Uphir, démon chimiste, très-versé dans la connaissance des simples. Il est responsable aux enfers de la santé de Belzébuth et des grands de sa cour. Les médecins matériels l’ont pris pour leur patron depuis le discrédit d’Esculape.

Upiers. Voy. Vampires.

Urda. Voy. Nornes.

Urgande, bonne fée des temps chevaleresques. Elle avait pour ennemie Mélye la Mauvaise. Voici une de ses aventures : La fée Urgande, qui protégeait si généreusement Amadis, avait donné au jeûne Esplandian, fils de ce héros, une épée enchantée qui devait rompre tous les charmes. Un jour qu’Esplandian et les chevaliers chrétiens se battaient en Galatie, aidés de la fée Urgande, ils aperçurent la fée Mélye, leur ennemie implacable, sous la figure la plus hideuse. Elle était assise à la pointe d’un rocher, d’où elle protégeait les armes dès Sarasins.
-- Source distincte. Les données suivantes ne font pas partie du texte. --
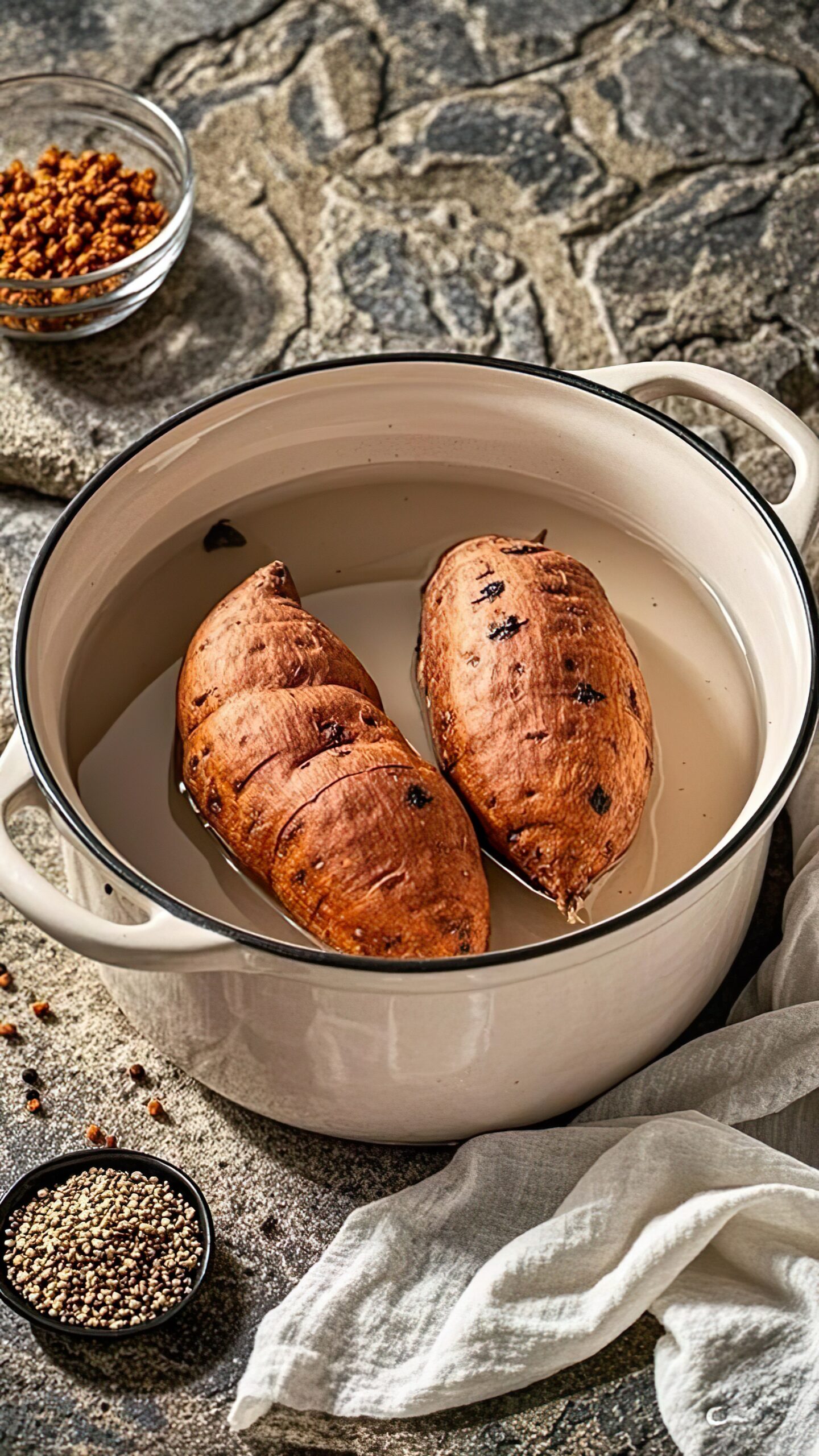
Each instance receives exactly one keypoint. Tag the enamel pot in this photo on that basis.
(356, 1047)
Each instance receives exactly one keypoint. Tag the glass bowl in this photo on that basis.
(76, 114)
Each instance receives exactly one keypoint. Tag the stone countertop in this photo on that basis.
(564, 184)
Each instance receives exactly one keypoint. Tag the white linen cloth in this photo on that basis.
(690, 1190)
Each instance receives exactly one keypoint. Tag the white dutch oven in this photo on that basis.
(413, 1050)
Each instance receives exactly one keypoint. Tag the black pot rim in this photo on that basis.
(56, 1171)
(363, 963)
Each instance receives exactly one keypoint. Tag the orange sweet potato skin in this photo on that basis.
(538, 710)
(289, 756)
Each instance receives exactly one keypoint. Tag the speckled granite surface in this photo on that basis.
(545, 181)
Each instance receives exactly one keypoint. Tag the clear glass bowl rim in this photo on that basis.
(158, 243)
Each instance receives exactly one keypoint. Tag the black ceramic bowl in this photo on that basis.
(56, 1171)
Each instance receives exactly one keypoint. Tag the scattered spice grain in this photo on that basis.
(108, 1248)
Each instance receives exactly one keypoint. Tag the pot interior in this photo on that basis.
(359, 478)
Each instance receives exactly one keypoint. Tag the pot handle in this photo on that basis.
(748, 402)
(161, 941)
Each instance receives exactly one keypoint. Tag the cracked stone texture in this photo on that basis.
(566, 184)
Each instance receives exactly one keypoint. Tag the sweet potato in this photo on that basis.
(538, 710)
(289, 756)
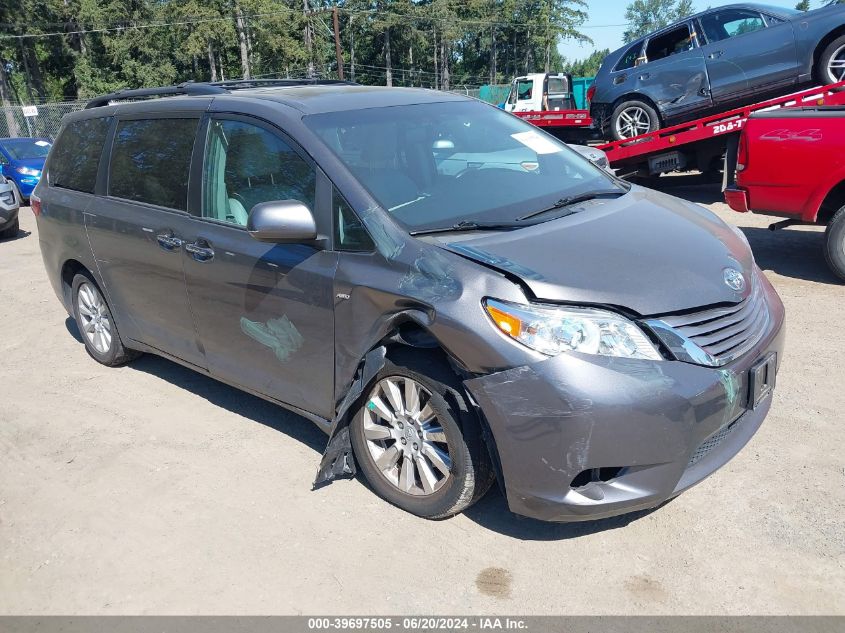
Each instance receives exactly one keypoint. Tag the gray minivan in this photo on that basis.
(594, 346)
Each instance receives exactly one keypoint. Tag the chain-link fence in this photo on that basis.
(43, 120)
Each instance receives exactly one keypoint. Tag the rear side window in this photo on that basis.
(76, 155)
(629, 59)
(670, 43)
(151, 159)
(720, 25)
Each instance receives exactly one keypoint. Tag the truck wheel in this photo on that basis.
(831, 66)
(632, 118)
(11, 231)
(418, 448)
(834, 248)
(96, 324)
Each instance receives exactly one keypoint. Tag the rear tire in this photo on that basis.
(831, 66)
(11, 231)
(413, 478)
(96, 324)
(633, 118)
(834, 247)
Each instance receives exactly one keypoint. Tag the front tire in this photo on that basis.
(96, 324)
(633, 118)
(834, 248)
(417, 443)
(831, 66)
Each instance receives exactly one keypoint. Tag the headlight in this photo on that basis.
(553, 331)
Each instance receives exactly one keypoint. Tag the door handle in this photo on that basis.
(200, 250)
(169, 242)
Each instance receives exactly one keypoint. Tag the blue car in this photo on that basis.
(21, 162)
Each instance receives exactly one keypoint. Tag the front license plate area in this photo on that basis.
(761, 380)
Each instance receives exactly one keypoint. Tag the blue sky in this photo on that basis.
(612, 12)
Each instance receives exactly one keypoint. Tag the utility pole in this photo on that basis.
(337, 44)
(308, 37)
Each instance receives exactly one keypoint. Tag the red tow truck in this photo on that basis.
(790, 162)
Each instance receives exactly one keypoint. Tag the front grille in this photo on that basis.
(722, 333)
(713, 441)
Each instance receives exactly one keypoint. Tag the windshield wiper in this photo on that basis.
(469, 225)
(569, 200)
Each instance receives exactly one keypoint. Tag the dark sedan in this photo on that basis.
(714, 61)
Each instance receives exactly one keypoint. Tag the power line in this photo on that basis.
(285, 11)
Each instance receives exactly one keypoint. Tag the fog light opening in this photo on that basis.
(596, 475)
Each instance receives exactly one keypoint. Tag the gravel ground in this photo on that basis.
(150, 489)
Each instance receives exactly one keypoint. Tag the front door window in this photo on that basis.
(246, 165)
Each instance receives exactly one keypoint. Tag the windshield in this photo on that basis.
(434, 165)
(26, 148)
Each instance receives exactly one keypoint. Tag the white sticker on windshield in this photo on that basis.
(537, 142)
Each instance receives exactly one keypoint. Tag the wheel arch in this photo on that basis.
(408, 342)
(70, 269)
(823, 44)
(833, 201)
(636, 96)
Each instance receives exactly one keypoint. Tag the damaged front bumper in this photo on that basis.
(584, 437)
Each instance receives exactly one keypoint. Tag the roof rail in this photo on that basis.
(207, 88)
(187, 88)
(240, 84)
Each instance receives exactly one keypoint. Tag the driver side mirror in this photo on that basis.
(281, 221)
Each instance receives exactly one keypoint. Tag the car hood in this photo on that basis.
(645, 251)
(32, 163)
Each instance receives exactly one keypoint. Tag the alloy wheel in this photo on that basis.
(404, 438)
(632, 122)
(836, 65)
(96, 324)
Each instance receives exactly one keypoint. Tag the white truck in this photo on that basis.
(541, 92)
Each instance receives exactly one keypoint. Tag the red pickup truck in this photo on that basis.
(791, 162)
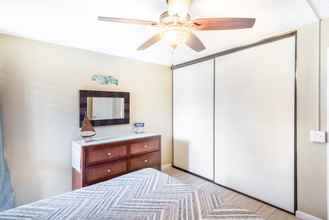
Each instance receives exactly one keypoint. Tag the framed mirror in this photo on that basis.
(105, 108)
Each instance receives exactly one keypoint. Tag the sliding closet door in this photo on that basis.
(254, 122)
(193, 118)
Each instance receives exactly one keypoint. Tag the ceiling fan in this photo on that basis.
(178, 26)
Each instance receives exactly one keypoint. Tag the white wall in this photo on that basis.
(311, 158)
(41, 108)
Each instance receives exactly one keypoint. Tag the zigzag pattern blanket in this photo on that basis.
(145, 194)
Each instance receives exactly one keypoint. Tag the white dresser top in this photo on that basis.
(79, 144)
(111, 139)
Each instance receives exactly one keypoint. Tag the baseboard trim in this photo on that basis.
(166, 166)
(304, 216)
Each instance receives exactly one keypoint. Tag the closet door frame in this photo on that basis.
(231, 51)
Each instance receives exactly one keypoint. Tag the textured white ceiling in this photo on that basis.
(73, 23)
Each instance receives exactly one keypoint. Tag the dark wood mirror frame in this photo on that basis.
(84, 94)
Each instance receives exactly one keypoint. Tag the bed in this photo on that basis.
(144, 194)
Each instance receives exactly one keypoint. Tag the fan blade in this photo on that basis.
(128, 21)
(155, 39)
(223, 23)
(195, 43)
Esplandian courut à elle pour purger la terre de cette furie (car, bien qu’immortelles de leur nature jusqu’au jugement dernier, les fées n’étaient pas à l’épreuve d’un bon coup d’épée, et pouvaient comme d’autres recevoir la mort, pourvu qu’elle fût violente). Mélye évita le coup en changeant de place avec la plus grande agilité ; et comme elle servit pressée, elle parut s’abîmer dans un antre qui vomit aussitôt des flammes. Urgande reconnut Mélye au portrait que les chevaliers lui en firent ; elle voulut la voir ; elle conduisit donc Esplandian et quelques chevaliers dans une prairie, au bout de laquelle ils trouvèrent Mélye assise sur ses talons et absorbée dans une profonde rêverie. Cette fée possédait un livre magique dont Urgande désirait depuis longtemps la possession. Mélye, apercevant Urgande composa son visage, accueillit la fée, sa rivale, avec aménité, et la fit entrer dans sa grotte. Mais à peine y avait-elle pénétré, que, s’élançant sur elle, la méchante fée la renversa par terre en lui serrant la gorge avec violence. Les chevaliers, les entendant se débattre, entrèrent dans la grotte : le pouvoir des enchantements les fit tomber sans connaissance ; le seul Esplandian, que son épée charmée garantissait de tous les pièges magiques, courut sur Mélye et retira Urgande de ses mains. Au même instant Mélye prit celui de ses livres qui portait le nom de Médée, et forma une conjuration ; le ciel s’obscurcit aussitôt : il sortit d’un nuage noir un chariot attelé de deux dragons qui vomissaient des flammes. Enlevant lestement Urgande, Mélye la plaça dans le chariot et disparut avec elle. Elle l’emmena dans Thésyphante et l’enferma dans une grosse tour, d’où Esplandian parvint à la tirer quelque temps après.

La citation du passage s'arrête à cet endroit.